Takes a long time to run. Didnt wait for it to complete.
@oharboe processing the VSS network takes a little longer. It's 732.3s for VDD vs. 1160s for VSS (I'm not sure that exactly accounts for the slowdown (assuming they are somewhat symmetric).

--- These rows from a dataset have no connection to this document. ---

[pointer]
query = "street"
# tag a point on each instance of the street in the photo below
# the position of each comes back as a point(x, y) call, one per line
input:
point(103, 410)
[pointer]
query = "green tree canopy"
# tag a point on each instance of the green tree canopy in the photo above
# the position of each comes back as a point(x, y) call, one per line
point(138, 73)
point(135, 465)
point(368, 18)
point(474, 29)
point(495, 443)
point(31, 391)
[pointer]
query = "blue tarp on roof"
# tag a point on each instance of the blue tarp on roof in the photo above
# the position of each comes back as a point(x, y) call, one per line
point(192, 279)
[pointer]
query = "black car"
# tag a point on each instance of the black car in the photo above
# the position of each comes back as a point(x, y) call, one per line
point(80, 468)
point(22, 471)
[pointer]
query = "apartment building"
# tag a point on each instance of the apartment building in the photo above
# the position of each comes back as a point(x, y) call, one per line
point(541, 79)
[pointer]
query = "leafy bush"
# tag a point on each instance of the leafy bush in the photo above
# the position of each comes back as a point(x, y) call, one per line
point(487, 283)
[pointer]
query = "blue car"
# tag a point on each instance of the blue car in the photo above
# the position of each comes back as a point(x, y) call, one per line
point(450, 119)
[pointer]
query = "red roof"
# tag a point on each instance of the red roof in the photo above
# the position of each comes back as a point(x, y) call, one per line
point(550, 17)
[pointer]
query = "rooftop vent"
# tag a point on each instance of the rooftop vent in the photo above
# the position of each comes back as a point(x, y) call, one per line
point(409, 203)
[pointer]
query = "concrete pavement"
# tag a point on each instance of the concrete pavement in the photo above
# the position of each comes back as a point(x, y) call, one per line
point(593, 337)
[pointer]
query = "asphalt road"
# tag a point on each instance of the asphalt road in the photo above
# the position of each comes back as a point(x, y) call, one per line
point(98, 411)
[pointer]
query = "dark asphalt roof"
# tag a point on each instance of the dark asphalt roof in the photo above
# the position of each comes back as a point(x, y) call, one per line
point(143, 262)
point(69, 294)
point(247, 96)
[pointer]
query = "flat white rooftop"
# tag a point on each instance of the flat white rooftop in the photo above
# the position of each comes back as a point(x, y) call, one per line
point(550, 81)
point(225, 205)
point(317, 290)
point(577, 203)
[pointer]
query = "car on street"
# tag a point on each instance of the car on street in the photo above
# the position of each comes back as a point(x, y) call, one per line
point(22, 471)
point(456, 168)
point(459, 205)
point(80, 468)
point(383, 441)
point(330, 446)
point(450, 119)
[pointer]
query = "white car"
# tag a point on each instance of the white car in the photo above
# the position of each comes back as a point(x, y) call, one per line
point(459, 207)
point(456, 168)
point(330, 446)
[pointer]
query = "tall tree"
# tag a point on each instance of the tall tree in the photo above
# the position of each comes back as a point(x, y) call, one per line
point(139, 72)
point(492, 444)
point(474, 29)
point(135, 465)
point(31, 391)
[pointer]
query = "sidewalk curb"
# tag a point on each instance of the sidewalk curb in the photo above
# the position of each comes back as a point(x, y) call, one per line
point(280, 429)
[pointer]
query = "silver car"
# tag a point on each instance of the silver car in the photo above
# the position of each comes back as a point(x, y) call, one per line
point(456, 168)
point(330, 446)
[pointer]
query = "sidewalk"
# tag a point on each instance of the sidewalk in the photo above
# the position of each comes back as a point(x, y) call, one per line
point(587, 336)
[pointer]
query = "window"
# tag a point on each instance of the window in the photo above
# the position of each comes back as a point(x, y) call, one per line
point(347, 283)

########## IR report #################
Corner : default
Supply voltage : 7.70e-01 V
Worstcase voltage: 7.65e-01 V
Average voltage : 7.69e-01 V
Average IR drop : 5.69e-04 V
Worstcase IR drop: 4.98e-03 V
Percentage drop : 0.65 %
######################################
########## IR report #################
Corner : default
Supply voltage : 0.00e+00 V
Worstcase voltage: 5.76e-03 V
Average voltage : 5.40e-04 V
Average IR drop : 5.40e-04 V
Worstcase IR drop: 5.76e-03 V
Percentage drop : 0.75 %
######################################
I see. Did you get some profile data to see where the time goes?
There is some timing profiling code in there to help. It's not as detailed as vtune or something, but good enough for rough checks.